COTE D'IVOIRE :La BAD approuve un financement de 769,78 millions d'euros pour le transport urbain d'Abidjan

Ce financement de de 769,78 millions d'euros (500 milliards de F CFA) de la BAD (Banque africaine de développement), vise à contribuer à l'amélioration des conditions de vie des populations vivant, à Abidjan, à travers l'aménagement et la réhabilitation des infrastructures routières. Plus, spécifiquement, le projet porte sur l'aménagement de 87,9 km de voies urbaines rapides, d'un pont de 1.400 mètres, de six échangeurs, la réhabilitation des feux tricolores de 89 carrefours, l'évaluation de la qualité de l'air, la gestion des déchets urbains, ainsi que, le renforcement des capacités existantes en matière de régulation de la circulation, de planification urbaine, d'amélioration des recettes locales, de sécurité routière et de protection des écosystèmes naturels.

«Le projet sera réalisé de mars 2017 à décembre 2021 et permettra d'améliorer la fluidité du trafic, de réduire les accidents de la route, de renforcer la gestion urbaine, d'améliorer la qualité de l'air, d'augmenter les revenus des ménages, de valoriser les déchets, de réduire les gaz à effet de serre et d'améliorer la qualité de vie des populations», a souligné le directeur des transports et des TIC à la BAD, Amadou Oumarou.
Abidjan, est le poumon économique de la Côte d'Ivoire et ville portuaire, qui abrite une population estimée à 4,71 millions d'habitants (21% de la population totale du pays en 2014) avec une projection de 8,5 millions en 2030. Cette ville est le principal fournisseur des produits et services, qui font de la Côte d'Ivoire l'un des principaux pays exportateurs en Afrique, après l'Egypte et l'Afrique du Sud, le 3e pays exportateur vers les pays africains.

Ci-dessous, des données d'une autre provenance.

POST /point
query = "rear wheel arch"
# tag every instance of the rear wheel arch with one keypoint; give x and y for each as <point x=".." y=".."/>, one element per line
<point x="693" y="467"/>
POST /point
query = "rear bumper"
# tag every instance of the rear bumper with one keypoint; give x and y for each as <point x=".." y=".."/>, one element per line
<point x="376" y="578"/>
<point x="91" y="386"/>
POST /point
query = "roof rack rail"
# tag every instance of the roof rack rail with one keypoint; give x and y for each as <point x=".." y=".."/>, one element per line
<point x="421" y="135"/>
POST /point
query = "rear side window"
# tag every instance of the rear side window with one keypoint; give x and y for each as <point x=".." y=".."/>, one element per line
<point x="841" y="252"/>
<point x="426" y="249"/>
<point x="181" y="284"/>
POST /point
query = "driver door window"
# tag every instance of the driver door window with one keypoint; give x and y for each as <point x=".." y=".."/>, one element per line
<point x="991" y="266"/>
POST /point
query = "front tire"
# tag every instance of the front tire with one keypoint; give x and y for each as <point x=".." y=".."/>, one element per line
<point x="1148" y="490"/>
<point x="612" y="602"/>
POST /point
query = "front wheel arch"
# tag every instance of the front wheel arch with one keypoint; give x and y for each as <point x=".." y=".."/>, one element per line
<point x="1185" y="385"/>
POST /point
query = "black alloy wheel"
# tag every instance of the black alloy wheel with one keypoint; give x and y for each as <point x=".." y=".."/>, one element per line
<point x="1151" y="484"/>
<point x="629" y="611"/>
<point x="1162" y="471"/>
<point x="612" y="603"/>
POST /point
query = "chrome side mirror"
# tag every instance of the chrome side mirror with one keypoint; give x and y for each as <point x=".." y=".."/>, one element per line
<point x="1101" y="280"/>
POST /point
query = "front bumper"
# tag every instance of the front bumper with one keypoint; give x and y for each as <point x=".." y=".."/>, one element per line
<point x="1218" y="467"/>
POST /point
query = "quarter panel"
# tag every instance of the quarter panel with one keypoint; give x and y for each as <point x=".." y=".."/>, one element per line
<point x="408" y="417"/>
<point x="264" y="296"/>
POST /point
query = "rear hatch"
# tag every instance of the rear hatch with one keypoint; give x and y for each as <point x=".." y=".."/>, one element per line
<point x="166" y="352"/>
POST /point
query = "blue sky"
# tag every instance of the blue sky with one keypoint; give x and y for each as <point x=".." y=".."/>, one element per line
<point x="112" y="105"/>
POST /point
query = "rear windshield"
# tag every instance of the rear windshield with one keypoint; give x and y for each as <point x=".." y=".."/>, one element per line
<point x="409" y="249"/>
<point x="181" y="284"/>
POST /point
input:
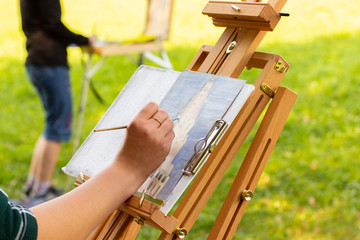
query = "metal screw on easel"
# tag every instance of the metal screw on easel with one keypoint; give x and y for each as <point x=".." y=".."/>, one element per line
<point x="139" y="220"/>
<point x="181" y="233"/>
<point x="246" y="195"/>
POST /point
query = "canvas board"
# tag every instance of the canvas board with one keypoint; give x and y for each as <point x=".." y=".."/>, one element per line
<point x="196" y="99"/>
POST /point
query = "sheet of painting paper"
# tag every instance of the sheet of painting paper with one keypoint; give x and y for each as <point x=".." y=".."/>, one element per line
<point x="196" y="99"/>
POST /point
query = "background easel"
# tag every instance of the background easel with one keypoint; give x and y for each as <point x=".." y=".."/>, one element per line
<point x="149" y="46"/>
<point x="246" y="24"/>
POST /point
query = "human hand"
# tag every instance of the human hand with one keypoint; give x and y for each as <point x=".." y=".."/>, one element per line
<point x="147" y="142"/>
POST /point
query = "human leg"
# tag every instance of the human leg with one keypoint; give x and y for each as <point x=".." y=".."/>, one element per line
<point x="53" y="87"/>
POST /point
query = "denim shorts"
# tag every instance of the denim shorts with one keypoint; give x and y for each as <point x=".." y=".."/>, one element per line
<point x="52" y="84"/>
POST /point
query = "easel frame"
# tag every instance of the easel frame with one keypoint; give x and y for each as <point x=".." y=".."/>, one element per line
<point x="229" y="59"/>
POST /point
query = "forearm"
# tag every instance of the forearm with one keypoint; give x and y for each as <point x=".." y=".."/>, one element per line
<point x="75" y="214"/>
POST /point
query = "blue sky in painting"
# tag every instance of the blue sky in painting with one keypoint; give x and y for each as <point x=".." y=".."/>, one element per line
<point x="220" y="97"/>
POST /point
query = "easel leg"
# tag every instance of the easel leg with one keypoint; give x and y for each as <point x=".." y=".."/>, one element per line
<point x="253" y="164"/>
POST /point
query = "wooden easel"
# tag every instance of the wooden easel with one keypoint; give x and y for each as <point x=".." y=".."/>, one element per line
<point x="156" y="31"/>
<point x="246" y="24"/>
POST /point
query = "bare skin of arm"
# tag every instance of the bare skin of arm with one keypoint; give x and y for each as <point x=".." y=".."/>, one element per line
<point x="75" y="214"/>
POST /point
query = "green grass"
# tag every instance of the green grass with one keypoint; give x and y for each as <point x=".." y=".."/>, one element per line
<point x="310" y="188"/>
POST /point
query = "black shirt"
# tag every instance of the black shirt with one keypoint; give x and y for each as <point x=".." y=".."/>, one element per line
<point x="47" y="37"/>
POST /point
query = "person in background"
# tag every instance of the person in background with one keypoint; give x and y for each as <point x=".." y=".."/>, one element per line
<point x="75" y="214"/>
<point x="47" y="39"/>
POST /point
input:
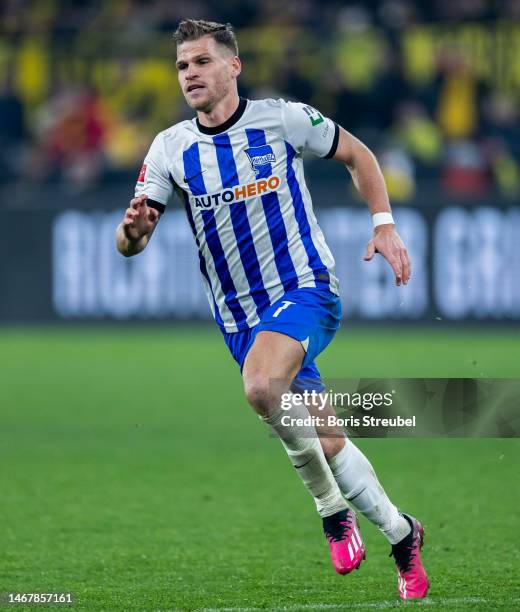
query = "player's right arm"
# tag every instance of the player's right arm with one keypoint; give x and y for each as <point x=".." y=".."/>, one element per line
<point x="152" y="191"/>
<point x="137" y="227"/>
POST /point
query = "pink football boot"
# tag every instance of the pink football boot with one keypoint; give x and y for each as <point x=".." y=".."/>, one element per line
<point x="346" y="546"/>
<point x="412" y="581"/>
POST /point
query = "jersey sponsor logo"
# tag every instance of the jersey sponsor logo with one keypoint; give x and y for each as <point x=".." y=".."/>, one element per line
<point x="237" y="193"/>
<point x="260" y="157"/>
<point x="142" y="174"/>
<point x="315" y="117"/>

Avec l'effet combiné de l'accroissement démographique, de la forte croissance du parc automobile et du déclin des systèmes de transport public, le réseau de voirie et le système de contrôle du trafic se sont révélés inadaptés pour assurer l'écoulement d'un trafic de plus en plus important. Du fait de la crise socio-politique des quinze dernières années et de la forte pression démographique, l'accessibilité des zones urbaines, les systèmes de transport, de contrôle du trafic, la gestion des déchets et la planification urbaine se sont dégradés, ce qui constitue une contrainte majeure à la libération du potentiel économique de la ville.

La quasi-totalité des carrefours enregistrent une congestion sévère et le mauvais état des routes freine la circulation entraînant, ainsi, des accidents de la route, la pollution de l'air, un ralentissement des activités économiques dans la ville d'Abidjan, aussi, considérée comme le centre des affaires de la Côte d'Ivoire, mais également, de la sous-région ouest-africaine.
Ville portuaire, elle est un pôle économique dynamique, non seulement, pour le pays, mais aussi, pour l'Afrique de l'Ouest, en général, avec un taux de croissance du PIB estimé à 8%, à court terme, et à 7,7 à long terme. C'est le secteur des services, qui, à travers le transport et la forte urbanisation du pays (la population urbaine totale du pays est passé de 28% à 51% entre 1970 et 2010) qui soutient ces performances économiques.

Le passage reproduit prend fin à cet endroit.